A genetic test examines the DNA (deoxyribonucleic acid) of a person's cells. Genetic testing can identify changes in genes or can analyze the number, arrangement, and characteristics of the chromosomes. Testing may be performed on samples of blood, semen, urine, saliva, stool, body tissues, bone, or hair.
You inherit half of your genetic information from your mother and the other half from your father. Genes, alone or in combination, determine what features (genetic traits) a person inherits from his or her parents, such as blood type, hair color, eye color, and other characteristics, including risks for certain diseases. Certain changes in genes or chromosomes may cause medical problems.
Why It Is Done
A genetic test is done to:
- Find out if people who have a family history of a specific disease are likely to pass that disease on to their children (carrier identification). Information obtained from this type of testing can help guide a couple as they make decisions regarding pregnancy.

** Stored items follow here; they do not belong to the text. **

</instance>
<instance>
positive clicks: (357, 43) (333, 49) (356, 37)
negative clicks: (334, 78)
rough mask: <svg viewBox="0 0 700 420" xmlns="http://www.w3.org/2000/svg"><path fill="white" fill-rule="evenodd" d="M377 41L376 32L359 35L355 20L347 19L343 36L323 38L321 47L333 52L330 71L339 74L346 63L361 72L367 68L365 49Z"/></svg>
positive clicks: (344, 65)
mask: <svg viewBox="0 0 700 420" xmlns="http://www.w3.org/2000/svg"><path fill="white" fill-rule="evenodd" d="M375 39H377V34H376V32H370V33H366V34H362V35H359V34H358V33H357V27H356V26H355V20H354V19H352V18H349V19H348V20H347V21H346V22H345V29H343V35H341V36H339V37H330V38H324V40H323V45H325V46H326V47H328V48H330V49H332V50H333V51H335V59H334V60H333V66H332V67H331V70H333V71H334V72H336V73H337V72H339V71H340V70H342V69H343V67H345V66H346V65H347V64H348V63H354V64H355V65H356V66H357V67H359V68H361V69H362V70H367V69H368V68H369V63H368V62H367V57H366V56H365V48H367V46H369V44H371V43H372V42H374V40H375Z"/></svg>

- Find out if a fetus has a disorder such as Down syndrome (prenatal testing). Information obtained from this type of testing can help guide a couple as they make decisions regarding pregnancy.
- Check for various metabolic diseases, such as phenylketonuria (PKU) (newborn screening). Information obtained from newborn screening can help guide medical treatment to ensure the best possible outcome for the baby.
- Check to see if you carry a genetic change that increases your risk for a disease, such as breast cancer or Huntington's disease, later in life (late-onset disease testing). This might be important to you if you have a parent or other relative diagnosed with the disease. Information obtained from this type of testing can help you make decisions about disease prevention or future childbearing.
- Help diagnose hypertrophic cardiomyopathy (HCM) or screen for HCM in close relatives of a person who has the disease.
- Check for genetic changes that may affect your treatment for diseases such as HIV or some cancers.
- Check for a genetic change that may affect how a medicine, such as clopidogrel, will work.